Her grandmother was a twin and passed away in 2009. The family only has a few photos of the twins together, so Barnes pursued this project as a way to reconnect with her family history and celebrate the kinship among black women — sisters by blood or shared experience.

“When we talk about black women being celebrated for being caring and loving, it’s always in a mothering way but never in a sisterhood way,” she says.

But finding black twins to photograph wasn’t easy.

When the project began, she didn’t know any sets of black girl twins. She met her first pair of twins through a mutual friend and a few more through chance encounters that can only be described as fate. Once, Barnes saw a mom and her twin daughters on the subway.

“She was a tired mom with two kids, and I was like, ‘This is going to sound so weird,’” Barnes says with a laugh. “But she let me into her home, and we’ve remained friends. … It’s funny to see how I met a lot of these people.”
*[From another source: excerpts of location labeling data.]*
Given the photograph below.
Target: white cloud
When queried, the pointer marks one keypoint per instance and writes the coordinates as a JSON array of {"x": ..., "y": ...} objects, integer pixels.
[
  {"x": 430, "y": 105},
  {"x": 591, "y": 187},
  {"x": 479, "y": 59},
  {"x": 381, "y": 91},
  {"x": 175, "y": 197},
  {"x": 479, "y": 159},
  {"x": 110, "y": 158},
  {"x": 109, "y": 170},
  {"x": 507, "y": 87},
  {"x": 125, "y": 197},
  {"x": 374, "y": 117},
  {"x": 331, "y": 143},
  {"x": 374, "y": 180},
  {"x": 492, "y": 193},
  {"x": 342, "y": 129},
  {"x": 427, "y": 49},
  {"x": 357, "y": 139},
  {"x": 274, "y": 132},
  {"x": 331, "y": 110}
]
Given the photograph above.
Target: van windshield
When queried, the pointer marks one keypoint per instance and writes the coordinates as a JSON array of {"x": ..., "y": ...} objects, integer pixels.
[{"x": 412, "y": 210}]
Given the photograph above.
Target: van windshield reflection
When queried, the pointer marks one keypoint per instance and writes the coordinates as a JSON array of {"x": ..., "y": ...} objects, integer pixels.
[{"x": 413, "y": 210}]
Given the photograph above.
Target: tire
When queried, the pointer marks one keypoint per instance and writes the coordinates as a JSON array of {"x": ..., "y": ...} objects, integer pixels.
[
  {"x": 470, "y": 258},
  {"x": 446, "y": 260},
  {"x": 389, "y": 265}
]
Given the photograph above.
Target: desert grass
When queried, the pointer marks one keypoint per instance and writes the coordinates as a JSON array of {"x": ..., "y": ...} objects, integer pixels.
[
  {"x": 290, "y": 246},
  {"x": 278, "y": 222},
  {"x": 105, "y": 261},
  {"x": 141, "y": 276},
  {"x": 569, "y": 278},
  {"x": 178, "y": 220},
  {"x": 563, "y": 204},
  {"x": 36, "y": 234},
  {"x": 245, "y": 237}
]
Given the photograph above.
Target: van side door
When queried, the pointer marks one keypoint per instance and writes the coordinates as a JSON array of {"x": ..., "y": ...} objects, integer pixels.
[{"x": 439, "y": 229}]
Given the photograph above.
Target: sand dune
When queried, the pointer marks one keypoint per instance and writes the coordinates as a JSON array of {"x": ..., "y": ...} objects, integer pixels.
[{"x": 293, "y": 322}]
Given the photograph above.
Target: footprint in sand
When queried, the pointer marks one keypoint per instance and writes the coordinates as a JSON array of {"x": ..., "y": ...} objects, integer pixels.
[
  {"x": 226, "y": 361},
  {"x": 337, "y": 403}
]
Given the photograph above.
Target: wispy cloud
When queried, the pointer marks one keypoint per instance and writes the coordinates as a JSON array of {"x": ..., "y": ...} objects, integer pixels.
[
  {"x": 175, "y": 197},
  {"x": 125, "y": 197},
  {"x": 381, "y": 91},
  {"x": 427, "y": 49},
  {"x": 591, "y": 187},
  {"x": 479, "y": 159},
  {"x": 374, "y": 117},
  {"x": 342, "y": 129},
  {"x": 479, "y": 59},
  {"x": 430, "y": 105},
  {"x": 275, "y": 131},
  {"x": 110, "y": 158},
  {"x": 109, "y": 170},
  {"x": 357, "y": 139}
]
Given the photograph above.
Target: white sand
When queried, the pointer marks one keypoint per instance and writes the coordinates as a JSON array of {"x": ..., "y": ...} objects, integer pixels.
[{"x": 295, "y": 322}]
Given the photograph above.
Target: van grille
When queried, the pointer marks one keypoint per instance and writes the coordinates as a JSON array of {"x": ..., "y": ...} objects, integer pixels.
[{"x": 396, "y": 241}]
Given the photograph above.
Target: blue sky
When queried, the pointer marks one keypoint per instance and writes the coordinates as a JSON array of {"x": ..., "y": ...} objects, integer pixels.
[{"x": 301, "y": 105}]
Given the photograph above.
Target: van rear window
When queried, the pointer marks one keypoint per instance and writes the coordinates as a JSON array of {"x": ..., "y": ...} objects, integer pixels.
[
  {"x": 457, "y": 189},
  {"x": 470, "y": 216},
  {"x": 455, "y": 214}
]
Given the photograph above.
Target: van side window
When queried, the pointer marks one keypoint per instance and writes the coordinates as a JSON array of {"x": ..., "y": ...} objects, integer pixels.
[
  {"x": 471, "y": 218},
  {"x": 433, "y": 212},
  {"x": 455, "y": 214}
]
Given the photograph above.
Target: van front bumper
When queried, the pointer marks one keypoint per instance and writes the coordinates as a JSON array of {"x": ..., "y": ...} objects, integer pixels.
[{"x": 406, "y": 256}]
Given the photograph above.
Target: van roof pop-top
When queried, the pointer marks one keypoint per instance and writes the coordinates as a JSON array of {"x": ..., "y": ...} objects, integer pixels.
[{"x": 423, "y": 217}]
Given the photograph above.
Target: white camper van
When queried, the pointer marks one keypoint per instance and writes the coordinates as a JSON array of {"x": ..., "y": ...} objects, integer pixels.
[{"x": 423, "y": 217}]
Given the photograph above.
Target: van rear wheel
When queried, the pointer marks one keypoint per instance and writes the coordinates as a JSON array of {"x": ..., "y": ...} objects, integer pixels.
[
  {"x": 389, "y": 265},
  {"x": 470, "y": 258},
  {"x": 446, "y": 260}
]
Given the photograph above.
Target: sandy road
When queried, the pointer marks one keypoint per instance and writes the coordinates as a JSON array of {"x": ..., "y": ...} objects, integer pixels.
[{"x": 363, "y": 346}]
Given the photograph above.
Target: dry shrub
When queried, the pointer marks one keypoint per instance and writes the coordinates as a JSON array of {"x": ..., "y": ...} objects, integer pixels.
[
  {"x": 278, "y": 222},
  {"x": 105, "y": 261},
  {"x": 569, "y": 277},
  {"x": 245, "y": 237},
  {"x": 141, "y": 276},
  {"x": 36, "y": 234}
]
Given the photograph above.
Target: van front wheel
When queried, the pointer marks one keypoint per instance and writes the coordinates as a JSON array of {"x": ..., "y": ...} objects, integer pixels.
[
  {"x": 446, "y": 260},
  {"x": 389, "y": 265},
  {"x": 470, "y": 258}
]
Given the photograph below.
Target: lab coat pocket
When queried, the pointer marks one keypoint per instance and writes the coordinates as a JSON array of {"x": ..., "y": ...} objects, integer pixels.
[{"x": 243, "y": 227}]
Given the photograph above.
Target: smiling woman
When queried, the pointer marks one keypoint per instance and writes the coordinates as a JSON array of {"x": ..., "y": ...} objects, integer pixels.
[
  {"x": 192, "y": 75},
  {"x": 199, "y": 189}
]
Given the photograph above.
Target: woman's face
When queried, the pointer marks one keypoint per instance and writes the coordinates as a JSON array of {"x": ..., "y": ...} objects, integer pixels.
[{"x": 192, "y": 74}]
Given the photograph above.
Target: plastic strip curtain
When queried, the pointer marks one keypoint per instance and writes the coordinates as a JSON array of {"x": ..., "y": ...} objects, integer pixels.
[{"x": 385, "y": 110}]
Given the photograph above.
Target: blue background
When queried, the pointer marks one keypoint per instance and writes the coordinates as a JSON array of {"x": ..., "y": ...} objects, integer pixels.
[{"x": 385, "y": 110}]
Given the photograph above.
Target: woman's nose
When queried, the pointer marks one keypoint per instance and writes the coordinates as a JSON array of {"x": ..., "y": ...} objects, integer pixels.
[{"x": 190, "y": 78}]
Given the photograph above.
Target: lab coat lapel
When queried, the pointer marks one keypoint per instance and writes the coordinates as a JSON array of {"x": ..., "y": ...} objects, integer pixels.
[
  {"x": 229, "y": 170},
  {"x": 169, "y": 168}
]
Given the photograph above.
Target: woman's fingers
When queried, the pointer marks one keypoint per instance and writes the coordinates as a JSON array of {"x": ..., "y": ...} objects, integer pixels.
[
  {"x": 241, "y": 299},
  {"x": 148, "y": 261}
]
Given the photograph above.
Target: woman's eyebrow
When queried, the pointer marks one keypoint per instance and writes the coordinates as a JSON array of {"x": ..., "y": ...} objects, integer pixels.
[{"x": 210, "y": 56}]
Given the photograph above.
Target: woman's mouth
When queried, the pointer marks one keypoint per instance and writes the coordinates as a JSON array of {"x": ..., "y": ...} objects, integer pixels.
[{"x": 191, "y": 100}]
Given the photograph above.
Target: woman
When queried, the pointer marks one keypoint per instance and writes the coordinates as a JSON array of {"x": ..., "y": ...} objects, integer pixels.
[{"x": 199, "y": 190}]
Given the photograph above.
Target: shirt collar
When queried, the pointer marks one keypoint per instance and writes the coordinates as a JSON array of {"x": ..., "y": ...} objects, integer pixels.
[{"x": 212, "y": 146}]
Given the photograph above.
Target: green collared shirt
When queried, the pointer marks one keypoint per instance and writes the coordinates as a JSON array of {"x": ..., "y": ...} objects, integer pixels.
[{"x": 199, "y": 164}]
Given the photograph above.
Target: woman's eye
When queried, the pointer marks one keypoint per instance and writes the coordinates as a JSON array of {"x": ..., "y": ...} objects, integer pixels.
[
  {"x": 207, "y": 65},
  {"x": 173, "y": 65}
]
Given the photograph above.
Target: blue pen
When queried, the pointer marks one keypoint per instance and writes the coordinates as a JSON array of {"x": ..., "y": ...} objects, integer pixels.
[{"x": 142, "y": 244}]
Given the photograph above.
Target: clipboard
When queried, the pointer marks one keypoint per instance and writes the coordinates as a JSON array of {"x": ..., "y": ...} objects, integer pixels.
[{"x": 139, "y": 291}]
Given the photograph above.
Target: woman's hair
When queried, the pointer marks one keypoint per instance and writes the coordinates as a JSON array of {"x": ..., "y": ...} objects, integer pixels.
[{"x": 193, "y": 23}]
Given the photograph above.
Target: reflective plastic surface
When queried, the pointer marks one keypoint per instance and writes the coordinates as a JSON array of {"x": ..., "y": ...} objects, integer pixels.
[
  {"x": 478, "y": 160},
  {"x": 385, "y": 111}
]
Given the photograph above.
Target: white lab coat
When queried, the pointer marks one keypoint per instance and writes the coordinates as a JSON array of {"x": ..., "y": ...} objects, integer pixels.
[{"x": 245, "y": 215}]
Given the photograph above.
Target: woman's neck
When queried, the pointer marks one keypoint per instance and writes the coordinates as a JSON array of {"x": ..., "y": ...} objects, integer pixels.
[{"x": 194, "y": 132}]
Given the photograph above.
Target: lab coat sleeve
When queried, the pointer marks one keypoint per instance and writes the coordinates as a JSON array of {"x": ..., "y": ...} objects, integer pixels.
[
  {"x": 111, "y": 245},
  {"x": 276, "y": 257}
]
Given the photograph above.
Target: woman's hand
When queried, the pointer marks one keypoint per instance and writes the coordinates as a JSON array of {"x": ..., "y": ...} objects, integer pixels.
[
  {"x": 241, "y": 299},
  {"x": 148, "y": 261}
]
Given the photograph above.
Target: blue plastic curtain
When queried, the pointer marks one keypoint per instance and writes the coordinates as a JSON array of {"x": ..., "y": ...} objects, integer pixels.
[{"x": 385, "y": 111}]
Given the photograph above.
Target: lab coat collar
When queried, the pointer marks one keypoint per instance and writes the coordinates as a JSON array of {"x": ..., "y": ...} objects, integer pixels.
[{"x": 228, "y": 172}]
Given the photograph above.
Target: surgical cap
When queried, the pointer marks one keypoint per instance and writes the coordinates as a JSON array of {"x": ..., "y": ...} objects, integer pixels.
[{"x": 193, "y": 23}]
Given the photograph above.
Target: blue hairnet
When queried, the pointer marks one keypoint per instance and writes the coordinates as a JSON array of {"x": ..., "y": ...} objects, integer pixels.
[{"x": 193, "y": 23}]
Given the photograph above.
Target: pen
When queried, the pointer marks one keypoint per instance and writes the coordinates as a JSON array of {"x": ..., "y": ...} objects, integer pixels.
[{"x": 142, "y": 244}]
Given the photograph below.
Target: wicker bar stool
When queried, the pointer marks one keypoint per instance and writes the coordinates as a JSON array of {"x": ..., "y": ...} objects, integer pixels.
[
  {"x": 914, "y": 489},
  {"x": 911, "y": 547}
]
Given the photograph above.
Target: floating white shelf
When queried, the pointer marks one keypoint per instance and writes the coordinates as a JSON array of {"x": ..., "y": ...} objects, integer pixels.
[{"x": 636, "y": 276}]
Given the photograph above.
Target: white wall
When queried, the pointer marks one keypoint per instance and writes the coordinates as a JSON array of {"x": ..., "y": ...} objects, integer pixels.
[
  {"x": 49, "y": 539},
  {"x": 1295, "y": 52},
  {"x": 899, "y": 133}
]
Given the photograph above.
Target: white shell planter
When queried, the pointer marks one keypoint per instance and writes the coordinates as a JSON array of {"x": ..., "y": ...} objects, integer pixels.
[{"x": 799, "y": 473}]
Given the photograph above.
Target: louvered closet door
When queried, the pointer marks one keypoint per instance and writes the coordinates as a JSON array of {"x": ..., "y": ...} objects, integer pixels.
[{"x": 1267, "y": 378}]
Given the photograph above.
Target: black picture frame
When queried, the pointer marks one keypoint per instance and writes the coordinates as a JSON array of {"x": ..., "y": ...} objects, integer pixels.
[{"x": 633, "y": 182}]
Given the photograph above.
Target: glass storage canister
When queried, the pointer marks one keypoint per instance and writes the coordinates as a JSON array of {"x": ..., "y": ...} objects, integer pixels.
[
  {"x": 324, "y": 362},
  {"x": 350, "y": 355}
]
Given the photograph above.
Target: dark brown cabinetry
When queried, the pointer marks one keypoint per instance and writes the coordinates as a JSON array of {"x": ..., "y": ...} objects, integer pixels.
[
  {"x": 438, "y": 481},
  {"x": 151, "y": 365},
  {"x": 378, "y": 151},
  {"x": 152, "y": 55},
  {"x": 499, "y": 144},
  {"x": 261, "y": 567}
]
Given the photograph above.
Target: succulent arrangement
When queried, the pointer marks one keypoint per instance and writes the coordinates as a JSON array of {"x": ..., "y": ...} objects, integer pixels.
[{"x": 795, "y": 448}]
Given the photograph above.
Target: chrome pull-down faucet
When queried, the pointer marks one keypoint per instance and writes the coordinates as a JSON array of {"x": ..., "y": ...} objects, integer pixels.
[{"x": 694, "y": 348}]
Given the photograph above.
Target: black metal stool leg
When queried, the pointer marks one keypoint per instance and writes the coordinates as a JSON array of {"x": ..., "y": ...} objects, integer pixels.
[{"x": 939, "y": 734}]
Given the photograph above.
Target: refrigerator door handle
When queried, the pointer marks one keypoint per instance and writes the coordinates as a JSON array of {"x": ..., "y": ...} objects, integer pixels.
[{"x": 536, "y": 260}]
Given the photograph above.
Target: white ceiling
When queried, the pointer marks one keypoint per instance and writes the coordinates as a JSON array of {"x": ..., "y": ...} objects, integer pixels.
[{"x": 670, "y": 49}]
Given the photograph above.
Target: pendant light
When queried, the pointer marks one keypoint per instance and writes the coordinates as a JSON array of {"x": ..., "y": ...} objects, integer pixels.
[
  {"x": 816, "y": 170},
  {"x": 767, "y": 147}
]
Now, with the project generating so much buzz, twins are approaching her, making the scouting process easier. She even considered expanding the project to include male twins, but after a few shoots, she just wasn’t feeing the same connection to her work. For now, she’s focusing her attention on women and girls.

Barnes hopes her series exudes the joy and warmth she sees in black women each day.

Too often, the media represents black women with stereotypes and tired tropes of the angry black woman or the mamie-like matriarch. Shows like “Living Single” and “Girlfriends” have long been cancelled. Reality programs like “Real Housewives of Atlanta” and “Love and Hip-Hop” focus more on backstabbing and fights than genuine relationships.

Undoing generations of stereotypes to celebrate black womanhood, friendship, and sisterhood is no easy task, but it’s vital work.

“I don’t think my photos can change that, but I do like to show a different side of black women that deserves to be shown,” Barnes says.